There has been so much ink spilled on the question of what kind of type systems help programmers be productive but there is not such controversy on the performance side.
There has been so much ink spilled on the question of what kind of type systems help programmers be productive but there is not such controversy on the performance side.
At this point in the collective journey we are all on understanding programming languages and what they can do, the evidence is overwhelming that there are in fact plenty of useful semantics that are intrinsically slower than other useful semantics, relative to any particular chunk of hardware executing them. That is, what is slow on CPU or GPU may differ, but there is certainly some sort of difference that will exist, and there is no amount of (feasible) compiling around that problem.
Indeed, that's why we have CPUs and GPUs and soon NPUs and in the future perhaps other types of dedicated processors... precisely because not all semantics can be implemented equally no matter how smart you are.
- The overwhelming majority of new code is written in high-level languages
- High-level languages have continued to close what small performance gaps remain
- There have been no serious efforts to implement a true low-level language for post-Pentium (superscalar) CPUs, yet alone the CPUs of today
- Even GPUs and NPUs are largely programmed by using languages that express largely the same semantics as languages for CPUs, and relying heavily on compiler optimisation
You can easily observe in any cross-language shootout in 2024 that optimized code bases in the various languages still have gradients and we do not live in a world where you can just start slamming out Python code and expect no performance delta against C.
https://prog21.dadgum.com/40.html
Merely smart compilers are amazing; one of the defining characteristics of the software world is that you can be handed these things for free. The "sufficiently smart compiler", however, does not exist, and while there is no mathematical proof that I'm aware of that they are impossible, after at least two decades of people trying to produce them and totally failing, the rational expectation at this point must be that they do not exist.
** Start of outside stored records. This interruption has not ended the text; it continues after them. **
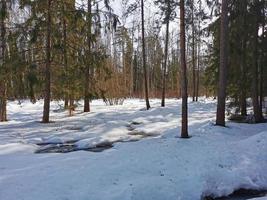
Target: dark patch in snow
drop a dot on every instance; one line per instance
(241, 194)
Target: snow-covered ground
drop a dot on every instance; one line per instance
(215, 161)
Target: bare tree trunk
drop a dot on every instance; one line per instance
(165, 64)
(65, 58)
(3, 115)
(87, 70)
(184, 130)
(198, 53)
(243, 99)
(193, 53)
(220, 117)
(144, 56)
(47, 92)
(255, 80)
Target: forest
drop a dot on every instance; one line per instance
(130, 75)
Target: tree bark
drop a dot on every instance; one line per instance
(144, 56)
(165, 64)
(193, 54)
(87, 70)
(3, 98)
(184, 130)
(220, 116)
(47, 92)
(255, 80)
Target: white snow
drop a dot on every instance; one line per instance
(215, 161)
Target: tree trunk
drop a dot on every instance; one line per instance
(184, 130)
(220, 117)
(193, 54)
(198, 53)
(255, 82)
(87, 70)
(3, 115)
(47, 93)
(165, 64)
(144, 55)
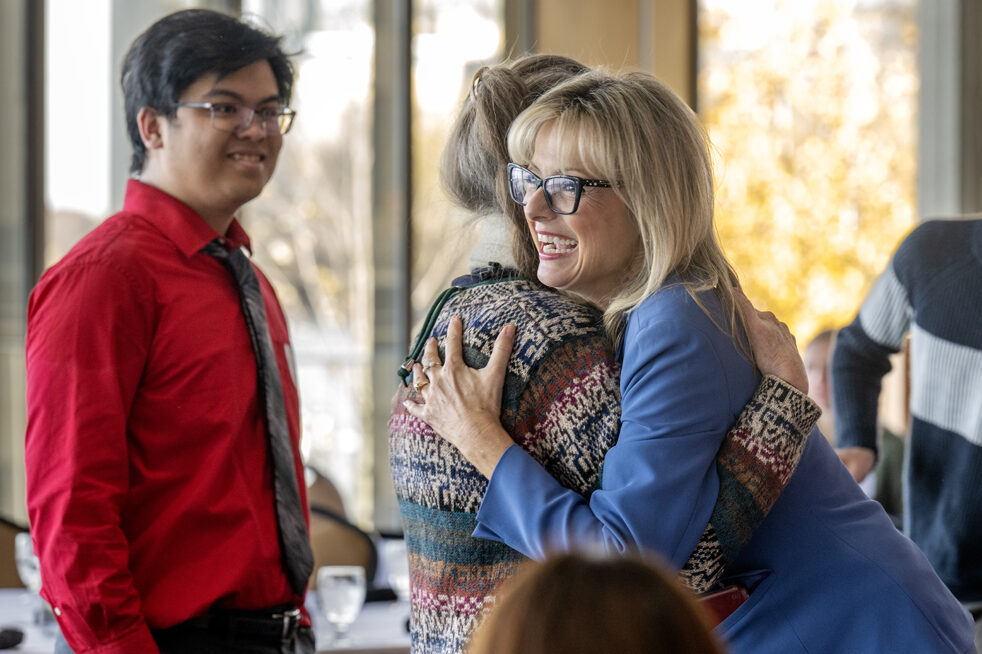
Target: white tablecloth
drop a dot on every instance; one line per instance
(379, 629)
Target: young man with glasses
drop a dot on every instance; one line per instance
(164, 480)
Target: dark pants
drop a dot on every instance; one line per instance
(194, 641)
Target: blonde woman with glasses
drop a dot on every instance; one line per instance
(614, 175)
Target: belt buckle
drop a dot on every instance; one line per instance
(291, 619)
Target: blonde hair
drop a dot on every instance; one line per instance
(574, 603)
(633, 130)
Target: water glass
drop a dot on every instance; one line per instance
(341, 590)
(395, 560)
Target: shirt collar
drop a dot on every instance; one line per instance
(178, 222)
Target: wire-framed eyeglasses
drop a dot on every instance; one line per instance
(234, 117)
(562, 192)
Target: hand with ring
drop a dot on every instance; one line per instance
(463, 404)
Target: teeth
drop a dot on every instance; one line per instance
(555, 245)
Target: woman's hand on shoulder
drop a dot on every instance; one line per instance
(463, 404)
(774, 346)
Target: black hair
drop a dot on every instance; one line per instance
(181, 47)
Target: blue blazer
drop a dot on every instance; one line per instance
(828, 571)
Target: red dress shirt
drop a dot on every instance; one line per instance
(149, 482)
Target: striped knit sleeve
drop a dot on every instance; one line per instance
(862, 357)
(756, 461)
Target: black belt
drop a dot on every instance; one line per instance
(271, 626)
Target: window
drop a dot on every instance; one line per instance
(811, 107)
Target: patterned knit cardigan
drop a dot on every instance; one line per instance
(560, 403)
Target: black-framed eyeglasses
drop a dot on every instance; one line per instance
(562, 191)
(234, 117)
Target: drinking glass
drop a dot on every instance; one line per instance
(341, 590)
(29, 571)
(395, 560)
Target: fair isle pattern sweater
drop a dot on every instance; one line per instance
(932, 290)
(561, 404)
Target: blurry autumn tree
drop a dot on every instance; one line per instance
(811, 106)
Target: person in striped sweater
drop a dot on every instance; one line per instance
(561, 400)
(931, 290)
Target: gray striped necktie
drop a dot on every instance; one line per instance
(298, 561)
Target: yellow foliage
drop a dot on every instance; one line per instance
(811, 108)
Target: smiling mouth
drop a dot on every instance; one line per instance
(247, 158)
(549, 244)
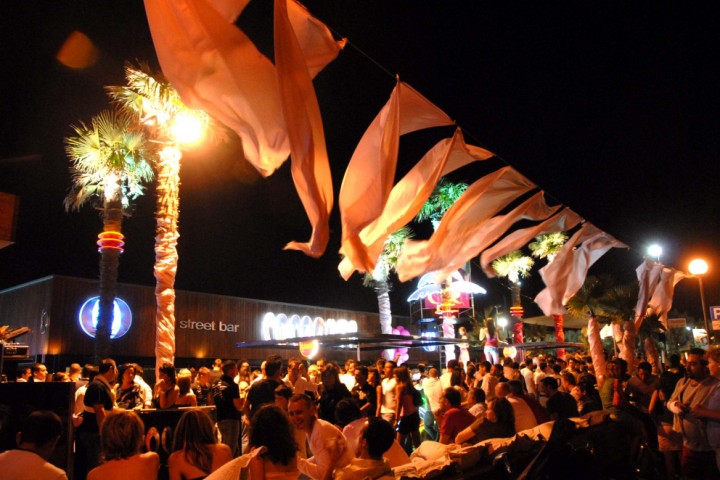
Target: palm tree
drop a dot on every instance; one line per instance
(110, 162)
(379, 278)
(547, 246)
(157, 105)
(444, 195)
(514, 266)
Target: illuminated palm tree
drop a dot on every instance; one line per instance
(444, 195)
(109, 162)
(514, 266)
(547, 246)
(379, 278)
(157, 105)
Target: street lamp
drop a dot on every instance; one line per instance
(697, 268)
(655, 251)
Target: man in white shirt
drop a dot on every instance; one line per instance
(36, 442)
(348, 378)
(433, 392)
(327, 443)
(387, 403)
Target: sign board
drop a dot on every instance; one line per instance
(677, 322)
(700, 336)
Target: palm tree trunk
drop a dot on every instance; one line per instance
(518, 335)
(166, 257)
(109, 266)
(559, 322)
(385, 314)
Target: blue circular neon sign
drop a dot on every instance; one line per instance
(122, 317)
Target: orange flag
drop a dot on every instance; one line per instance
(408, 197)
(483, 199)
(310, 166)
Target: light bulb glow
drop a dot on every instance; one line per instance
(698, 266)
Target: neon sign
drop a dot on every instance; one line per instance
(282, 327)
(122, 317)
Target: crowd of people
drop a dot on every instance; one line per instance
(348, 421)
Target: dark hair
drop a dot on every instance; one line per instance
(479, 395)
(283, 391)
(504, 413)
(346, 411)
(105, 365)
(271, 428)
(550, 382)
(453, 396)
(122, 434)
(123, 368)
(40, 428)
(515, 387)
(380, 436)
(273, 364)
(194, 434)
(169, 370)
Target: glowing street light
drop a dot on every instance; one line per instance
(697, 268)
(655, 251)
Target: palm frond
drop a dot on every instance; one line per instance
(513, 266)
(444, 195)
(548, 245)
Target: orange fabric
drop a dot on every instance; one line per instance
(563, 220)
(215, 67)
(407, 198)
(370, 175)
(443, 251)
(310, 166)
(484, 233)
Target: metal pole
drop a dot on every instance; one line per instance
(702, 301)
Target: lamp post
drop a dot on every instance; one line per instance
(697, 268)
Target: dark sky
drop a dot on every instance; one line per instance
(611, 108)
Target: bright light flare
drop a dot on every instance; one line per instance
(655, 250)
(698, 266)
(187, 128)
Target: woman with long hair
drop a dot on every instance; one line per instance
(128, 394)
(121, 438)
(166, 389)
(408, 401)
(196, 451)
(498, 422)
(186, 397)
(272, 431)
(331, 392)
Microbenchmarks may show an advantage for C - but it's one that is shrinking all the time (and that goes doubly for Java, which was the go-to example in the original "sufficiently smart compiler" conversations - but no longer is, because you can't actually be confident that Java is going to perform worse than C any more). And the overwhelming majority of the time, for real-world business problems, people do just start slamming out Python code, and if anything it tends to perform better.
And conversely even those C programs now rely extremely heavily on compiler smartness to reorder instructions, autovectorise, etc., often producing something quite radically different from what a naive reading of the code would mean - and there is no real appetite for a language that doesn't do this, one with semantics designed to perform well on today's CPUs or GPUs. Which suggests that designing the language semantics for performance is not actually particularly important.
Best of luck in your engineering endeavors if you ever end up in a place you need high performance code. You're going to need a lot of it.